Play to the softest instrument in the ensemble. Listen carefully and concentrate on not drowning them out.
Don’t fight your instrument. Use drums/cymbals/heads/tuning/sticks that are controllable, and that sound good at a low volume.
- Wise use of muffling. In the past I was an anti-muffling extremist- I used wide-open Remo Ambassadors on all my drums including the bass drum. Playing that way at very low volumes, your signal:noise ratio can go a little bit to hell- your primary note can get lost in the overtones. Today I have an Evans “Dry” head on one of my snare drums, and a coated Emporer with a Muff’l on the playing side of my bass drum.
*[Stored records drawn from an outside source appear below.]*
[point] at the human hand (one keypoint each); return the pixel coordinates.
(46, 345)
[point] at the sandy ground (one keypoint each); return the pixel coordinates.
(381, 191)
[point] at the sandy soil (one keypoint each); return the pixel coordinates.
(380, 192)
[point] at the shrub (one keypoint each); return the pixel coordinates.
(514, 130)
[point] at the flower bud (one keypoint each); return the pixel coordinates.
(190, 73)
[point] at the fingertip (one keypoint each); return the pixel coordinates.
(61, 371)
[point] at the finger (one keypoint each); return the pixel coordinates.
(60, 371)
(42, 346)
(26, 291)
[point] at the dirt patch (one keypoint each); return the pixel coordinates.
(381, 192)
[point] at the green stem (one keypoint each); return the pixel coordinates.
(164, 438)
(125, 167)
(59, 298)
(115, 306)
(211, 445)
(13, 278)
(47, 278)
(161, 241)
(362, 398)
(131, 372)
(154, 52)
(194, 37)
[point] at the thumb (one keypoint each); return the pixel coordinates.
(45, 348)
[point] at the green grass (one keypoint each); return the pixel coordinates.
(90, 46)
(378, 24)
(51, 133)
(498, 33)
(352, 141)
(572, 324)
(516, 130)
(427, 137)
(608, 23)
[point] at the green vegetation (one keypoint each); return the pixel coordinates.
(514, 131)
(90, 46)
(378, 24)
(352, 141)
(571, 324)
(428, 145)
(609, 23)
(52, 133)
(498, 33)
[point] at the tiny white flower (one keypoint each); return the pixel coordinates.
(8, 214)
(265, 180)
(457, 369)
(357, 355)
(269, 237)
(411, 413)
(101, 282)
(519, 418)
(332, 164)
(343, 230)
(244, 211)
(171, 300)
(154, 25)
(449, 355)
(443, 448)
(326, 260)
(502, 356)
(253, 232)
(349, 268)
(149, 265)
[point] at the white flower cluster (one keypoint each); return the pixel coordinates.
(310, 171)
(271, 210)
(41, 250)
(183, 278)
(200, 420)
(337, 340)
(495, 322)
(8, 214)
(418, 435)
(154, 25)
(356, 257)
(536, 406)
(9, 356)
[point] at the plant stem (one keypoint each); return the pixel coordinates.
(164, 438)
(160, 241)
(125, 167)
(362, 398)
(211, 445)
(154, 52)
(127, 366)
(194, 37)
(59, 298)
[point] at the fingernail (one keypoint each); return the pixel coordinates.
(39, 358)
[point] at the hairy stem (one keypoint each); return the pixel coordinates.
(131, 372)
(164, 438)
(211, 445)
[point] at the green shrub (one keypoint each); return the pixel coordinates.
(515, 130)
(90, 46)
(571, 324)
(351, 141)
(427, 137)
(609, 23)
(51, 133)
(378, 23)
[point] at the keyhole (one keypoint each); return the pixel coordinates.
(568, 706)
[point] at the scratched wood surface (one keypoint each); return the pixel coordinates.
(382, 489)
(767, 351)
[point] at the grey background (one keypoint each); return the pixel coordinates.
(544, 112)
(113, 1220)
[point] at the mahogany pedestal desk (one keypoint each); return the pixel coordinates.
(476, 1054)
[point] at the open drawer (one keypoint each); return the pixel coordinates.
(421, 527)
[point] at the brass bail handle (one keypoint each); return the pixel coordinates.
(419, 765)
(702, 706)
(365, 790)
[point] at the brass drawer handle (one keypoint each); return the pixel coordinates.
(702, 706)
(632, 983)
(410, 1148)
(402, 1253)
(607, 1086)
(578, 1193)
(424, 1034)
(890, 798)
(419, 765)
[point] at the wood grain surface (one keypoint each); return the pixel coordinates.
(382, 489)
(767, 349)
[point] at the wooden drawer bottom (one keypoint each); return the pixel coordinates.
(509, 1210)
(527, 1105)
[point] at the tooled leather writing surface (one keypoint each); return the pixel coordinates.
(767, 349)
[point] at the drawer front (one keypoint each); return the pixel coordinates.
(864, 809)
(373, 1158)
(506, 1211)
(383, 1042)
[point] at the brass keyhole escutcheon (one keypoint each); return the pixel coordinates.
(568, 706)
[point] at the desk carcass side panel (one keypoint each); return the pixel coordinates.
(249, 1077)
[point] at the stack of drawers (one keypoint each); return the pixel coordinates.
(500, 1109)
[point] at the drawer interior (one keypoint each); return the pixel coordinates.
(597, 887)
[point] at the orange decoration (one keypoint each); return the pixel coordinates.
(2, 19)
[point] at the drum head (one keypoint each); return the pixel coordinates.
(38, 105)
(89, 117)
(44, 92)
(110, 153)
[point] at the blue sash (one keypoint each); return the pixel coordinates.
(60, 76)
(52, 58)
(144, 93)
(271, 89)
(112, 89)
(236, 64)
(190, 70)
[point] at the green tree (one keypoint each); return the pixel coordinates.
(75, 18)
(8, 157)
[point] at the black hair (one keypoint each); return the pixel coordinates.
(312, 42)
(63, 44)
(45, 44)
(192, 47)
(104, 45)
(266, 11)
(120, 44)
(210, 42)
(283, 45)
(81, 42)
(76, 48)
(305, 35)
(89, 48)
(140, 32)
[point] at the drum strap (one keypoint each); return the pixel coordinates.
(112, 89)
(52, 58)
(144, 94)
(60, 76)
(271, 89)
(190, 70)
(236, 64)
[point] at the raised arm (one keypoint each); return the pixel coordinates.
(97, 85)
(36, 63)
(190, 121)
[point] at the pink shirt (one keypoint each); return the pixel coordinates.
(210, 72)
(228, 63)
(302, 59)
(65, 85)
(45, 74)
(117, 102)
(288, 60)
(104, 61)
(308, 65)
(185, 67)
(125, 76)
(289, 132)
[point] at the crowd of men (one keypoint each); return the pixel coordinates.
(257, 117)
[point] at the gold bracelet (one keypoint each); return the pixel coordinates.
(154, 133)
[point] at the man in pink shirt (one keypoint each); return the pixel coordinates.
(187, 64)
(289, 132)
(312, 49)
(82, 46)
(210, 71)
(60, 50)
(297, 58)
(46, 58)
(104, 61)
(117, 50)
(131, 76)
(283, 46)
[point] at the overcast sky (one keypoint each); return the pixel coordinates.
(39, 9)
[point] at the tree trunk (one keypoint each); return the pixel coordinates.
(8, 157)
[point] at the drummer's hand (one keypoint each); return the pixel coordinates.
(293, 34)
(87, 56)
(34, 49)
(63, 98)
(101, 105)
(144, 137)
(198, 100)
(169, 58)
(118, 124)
That’s still a pretty live sound for a lot of people.
- Tuning. I tune my drums high enough that I can just touch them and they will produce a tone. Lower tunings need to be played more forcefully to get a good sound.
- Bosphorus cymbals, particularly the Master series, and certain Sabian cymbals are very good for allowing you to dig in and get a full sound without the volume getting away from you.
- Maple sticks with a wooden bead. They don’t need to be small- I use a Vic Firth SD-11, which is the size of a fairly beefy 5B, and I have no problem controlling them. They’re easier to hold on to, and get a better tone than smaller sticks, both of which help me to relax. Use a felt beater on the bass drum.
Learn what is and is not reasonable in terms of volume requests. Live music is louder than piped-in muzak, and the drums are going to dominate an unamplified flute or voice, no matter how delicately you play them. If the dirt-bag best man wants to hear “Rock You Like A Hurricane” exactly like the record, but the crusty old venue manager is freaking out because you’re louder than the clarinet/accordion duo they usually have, I’m afraid it isn’t going to happen.